We Must Stop Yeshivas From Robbing Our Children of a Secular Education
On my first day of graduate school to pursue my degree in social work, my professor introduced herself as Dr. Mizrahi and asked the class what came to mind when they heard the name Mizrahi. When few others raised their hands, I figured I’d give it a shot. I raised my hand to say, “It means north.” She gave me a confused look: “No, if anything it means East, but I was looking to see if anyone knows about the fashion designer Isaac Mizrahi.”
I was mortified. Then 27, I had long known my secular education growing up had been terrible — when it had existed at all. But this error was tied to my Judaic studies, and I had always excelled in those. I was a model student. When the Belzer Rabbi visited from Israel on rare occasions, and the yeshiva wanted to demonstrate their students’ Talmudic acumen, they pushed me to the front, so that when the rabbi asked a question, I was there to provide the correct answer.
My secular education was a different story. As is the case in the majority of Hasidic boys’ schools, in elementary and middle school, I received 90 minutes or less of secular education per day, and only in English and math (no social studies or science) — and for just four days a week. In high school, I received no secular instruction at all.

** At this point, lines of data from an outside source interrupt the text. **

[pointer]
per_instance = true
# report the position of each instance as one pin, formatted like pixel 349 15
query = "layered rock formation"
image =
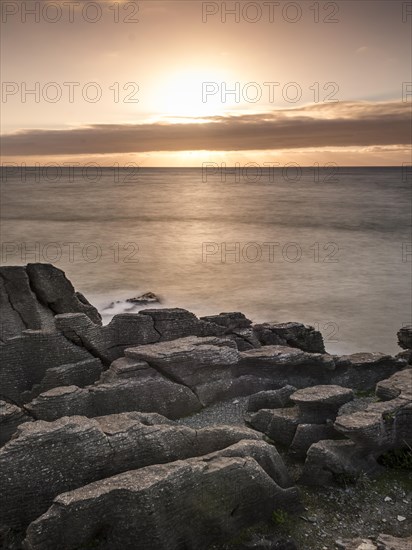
pixel 91 456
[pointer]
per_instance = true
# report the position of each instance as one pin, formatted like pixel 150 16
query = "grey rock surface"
pixel 405 337
pixel 73 451
pixel 271 399
pixel 190 504
pixel 296 335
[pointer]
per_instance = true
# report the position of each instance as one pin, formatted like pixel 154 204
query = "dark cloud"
pixel 323 125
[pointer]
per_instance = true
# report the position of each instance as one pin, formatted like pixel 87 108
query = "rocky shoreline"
pixel 166 431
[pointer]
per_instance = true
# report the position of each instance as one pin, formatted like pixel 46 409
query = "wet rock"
pixel 271 399
pixel 331 461
pixel 225 388
pixel 99 448
pixel 190 361
pixel 176 323
pixel 405 337
pixel 362 371
pixel 269 543
pixel 79 374
pixel 387 542
pixel 380 427
pixel 383 542
pixel 20 309
pixel 146 298
pixel 278 424
pixel 57 293
pixel 206 500
pixel 320 403
pixel 125 368
pixel 25 359
pixel 63 401
pixel 11 416
pixel 109 342
pixel 296 335
pixel 147 392
pixel 399 384
pixel 230 321
pixel 308 434
pixel 245 338
pixel 286 365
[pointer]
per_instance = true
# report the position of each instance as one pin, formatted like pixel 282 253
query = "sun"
pixel 193 93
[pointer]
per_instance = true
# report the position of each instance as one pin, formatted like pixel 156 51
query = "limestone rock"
pixel 11 416
pixel 54 290
pixel 383 542
pixel 147 393
pixel 362 371
pixel 191 504
pixel 190 361
pixel 271 399
pixel 380 427
pixel 125 368
pixel 286 365
pixel 25 359
pixel 20 308
pixel 176 323
pixel 48 458
pixel 319 403
pixel 328 461
pixel 278 424
pixel 109 342
pixel 387 542
pixel 405 337
pixel 308 434
pixel 296 335
pixel 78 374
pixel 229 321
pixel 399 384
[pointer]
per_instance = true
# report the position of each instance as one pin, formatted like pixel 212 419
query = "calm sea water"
pixel 329 249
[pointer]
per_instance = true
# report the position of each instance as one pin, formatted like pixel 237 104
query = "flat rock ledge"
pixel 91 455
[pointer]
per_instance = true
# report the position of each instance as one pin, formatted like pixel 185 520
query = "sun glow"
pixel 190 94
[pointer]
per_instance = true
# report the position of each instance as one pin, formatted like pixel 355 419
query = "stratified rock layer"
pixel 185 504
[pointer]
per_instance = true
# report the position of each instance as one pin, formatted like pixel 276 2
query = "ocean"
pixel 327 247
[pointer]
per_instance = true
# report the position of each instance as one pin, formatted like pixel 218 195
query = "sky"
pixel 179 83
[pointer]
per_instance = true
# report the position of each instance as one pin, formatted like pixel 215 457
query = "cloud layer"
pixel 321 125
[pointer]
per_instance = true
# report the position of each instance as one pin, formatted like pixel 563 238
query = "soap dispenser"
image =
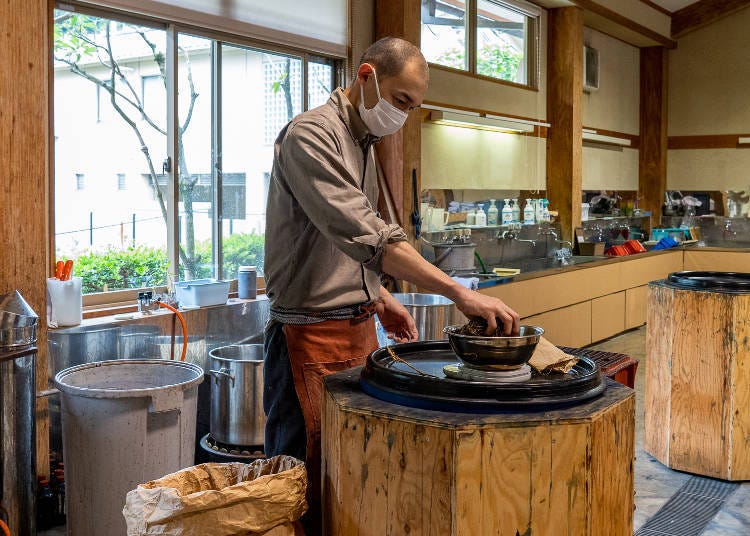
pixel 545 210
pixel 492 213
pixel 528 212
pixel 507 212
pixel 481 217
pixel 471 217
pixel 516 211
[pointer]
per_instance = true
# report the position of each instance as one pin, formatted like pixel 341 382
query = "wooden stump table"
pixel 391 469
pixel 698 381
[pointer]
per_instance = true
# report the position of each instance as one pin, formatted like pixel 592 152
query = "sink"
pixel 537 265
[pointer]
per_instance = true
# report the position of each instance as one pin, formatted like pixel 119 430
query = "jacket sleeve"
pixel 330 196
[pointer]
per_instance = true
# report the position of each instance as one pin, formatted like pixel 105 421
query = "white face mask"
pixel 383 118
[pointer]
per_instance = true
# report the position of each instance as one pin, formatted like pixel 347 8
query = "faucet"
pixel 513 233
pixel 548 232
pixel 728 231
pixel 146 302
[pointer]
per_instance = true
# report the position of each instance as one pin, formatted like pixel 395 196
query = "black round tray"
pixel 718 281
pixel 395 382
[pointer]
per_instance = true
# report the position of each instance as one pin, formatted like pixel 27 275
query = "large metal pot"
pixel 454 256
pixel 431 313
pixel 237 416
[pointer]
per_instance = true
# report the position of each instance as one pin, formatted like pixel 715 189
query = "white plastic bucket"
pixel 124 423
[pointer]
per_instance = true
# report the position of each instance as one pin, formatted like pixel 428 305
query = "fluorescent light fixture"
pixel 517 121
pixel 476 121
pixel 591 135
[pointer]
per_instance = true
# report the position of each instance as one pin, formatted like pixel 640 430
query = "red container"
pixel 633 246
pixel 617 251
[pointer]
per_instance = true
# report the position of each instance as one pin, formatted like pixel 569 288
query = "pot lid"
pixel 395 382
pixel 719 281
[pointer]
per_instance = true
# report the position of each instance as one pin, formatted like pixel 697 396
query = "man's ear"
pixel 364 72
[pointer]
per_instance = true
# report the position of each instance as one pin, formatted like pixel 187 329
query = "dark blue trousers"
pixel 285 424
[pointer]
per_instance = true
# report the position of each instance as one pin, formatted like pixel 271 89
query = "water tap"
pixel 146 302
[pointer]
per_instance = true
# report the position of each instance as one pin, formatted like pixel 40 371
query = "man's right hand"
pixel 474 304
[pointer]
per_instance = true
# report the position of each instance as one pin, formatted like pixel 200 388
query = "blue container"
pixel 247 283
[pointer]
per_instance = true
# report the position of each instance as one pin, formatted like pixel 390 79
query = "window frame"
pixel 125 298
pixel 533 47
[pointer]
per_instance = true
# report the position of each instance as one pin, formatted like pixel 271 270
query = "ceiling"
pixel 673 5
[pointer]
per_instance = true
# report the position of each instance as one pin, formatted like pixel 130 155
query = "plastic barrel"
pixel 124 423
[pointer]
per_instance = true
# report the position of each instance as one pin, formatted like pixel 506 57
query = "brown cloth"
pixel 316 350
pixel 266 497
pixel 549 358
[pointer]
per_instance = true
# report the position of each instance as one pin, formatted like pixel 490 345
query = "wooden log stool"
pixel 390 469
pixel 698 381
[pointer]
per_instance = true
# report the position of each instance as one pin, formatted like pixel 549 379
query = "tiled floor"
pixel 654 482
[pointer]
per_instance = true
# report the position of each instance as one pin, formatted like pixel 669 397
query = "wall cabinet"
pixel 635 306
pixel 583 305
pixel 607 316
pixel 569 326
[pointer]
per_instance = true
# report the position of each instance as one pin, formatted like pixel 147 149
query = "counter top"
pixel 559 268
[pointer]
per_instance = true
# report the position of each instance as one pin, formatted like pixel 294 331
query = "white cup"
pixel 437 218
pixel 64 302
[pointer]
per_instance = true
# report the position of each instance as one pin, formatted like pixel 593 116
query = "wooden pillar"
pixel 24 145
pixel 565 114
pixel 652 158
pixel 400 153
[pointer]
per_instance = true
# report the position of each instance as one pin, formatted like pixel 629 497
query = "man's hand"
pixel 402 261
pixel 474 304
pixel 395 319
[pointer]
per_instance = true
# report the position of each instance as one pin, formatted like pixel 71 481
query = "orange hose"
pixel 184 329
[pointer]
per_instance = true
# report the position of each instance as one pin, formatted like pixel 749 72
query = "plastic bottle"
pixel 45 505
pixel 471 217
pixel 528 212
pixel 507 213
pixel 492 213
pixel 481 217
pixel 516 211
pixel 247 286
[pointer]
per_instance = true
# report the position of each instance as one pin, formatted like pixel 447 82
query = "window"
pixel 503 37
pixel 141 234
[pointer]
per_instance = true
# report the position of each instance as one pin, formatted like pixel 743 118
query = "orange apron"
pixel 316 350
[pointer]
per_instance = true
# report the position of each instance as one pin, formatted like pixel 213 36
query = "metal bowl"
pixel 494 353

It was only at the age of 21, at a Shabbat table with non-Hasidic Jews, that I first learned which direction north and south were. After that meal, I was under the impression that north is mizrach. That’s where the holy land is, the holy remnants of the Beis Hamikdosh, and that’s where Hashem resides.

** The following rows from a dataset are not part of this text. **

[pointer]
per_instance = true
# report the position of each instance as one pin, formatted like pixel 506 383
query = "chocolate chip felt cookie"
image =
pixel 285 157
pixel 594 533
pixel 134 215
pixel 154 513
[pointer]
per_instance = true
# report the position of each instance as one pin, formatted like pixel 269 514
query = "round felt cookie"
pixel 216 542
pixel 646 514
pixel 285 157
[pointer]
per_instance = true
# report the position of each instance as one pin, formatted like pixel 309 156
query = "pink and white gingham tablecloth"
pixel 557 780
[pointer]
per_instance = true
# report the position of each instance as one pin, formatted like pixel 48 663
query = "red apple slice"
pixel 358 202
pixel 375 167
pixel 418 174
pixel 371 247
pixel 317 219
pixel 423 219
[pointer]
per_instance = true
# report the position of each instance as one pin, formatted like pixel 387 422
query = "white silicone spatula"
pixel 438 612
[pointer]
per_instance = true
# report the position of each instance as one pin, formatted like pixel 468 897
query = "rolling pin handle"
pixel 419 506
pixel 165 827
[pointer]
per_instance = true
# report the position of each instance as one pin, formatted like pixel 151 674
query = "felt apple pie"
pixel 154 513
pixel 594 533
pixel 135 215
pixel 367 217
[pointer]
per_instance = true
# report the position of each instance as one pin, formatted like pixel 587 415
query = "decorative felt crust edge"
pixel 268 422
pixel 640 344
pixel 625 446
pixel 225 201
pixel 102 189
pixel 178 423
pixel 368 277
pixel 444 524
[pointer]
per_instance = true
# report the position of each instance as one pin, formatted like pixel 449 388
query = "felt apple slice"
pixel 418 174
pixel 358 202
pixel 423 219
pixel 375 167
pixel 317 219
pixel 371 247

Years after leaving yeshiva, even as I was still struggling to make up the gaps in my secular education, I felt confident that I at least knew what I needed to know from my Judaic studies. I knew which shoe I was supposed to tie first, and why we celebrate Sukkot and other Jewish holidays, but I could not make any practical use of this information — even on something as ostensibly “transferable” as directions.
I came to learn that while my Jewish education was certainly robust in content, it could not replace the essentials of secular education. In recent discussions with dozens of my peers who attended Hasidic yeshivas, I found similar experiences: while they understood the significance of terms like “mizrach” for religious purposes, the secular meanings of these concepts were not known to them.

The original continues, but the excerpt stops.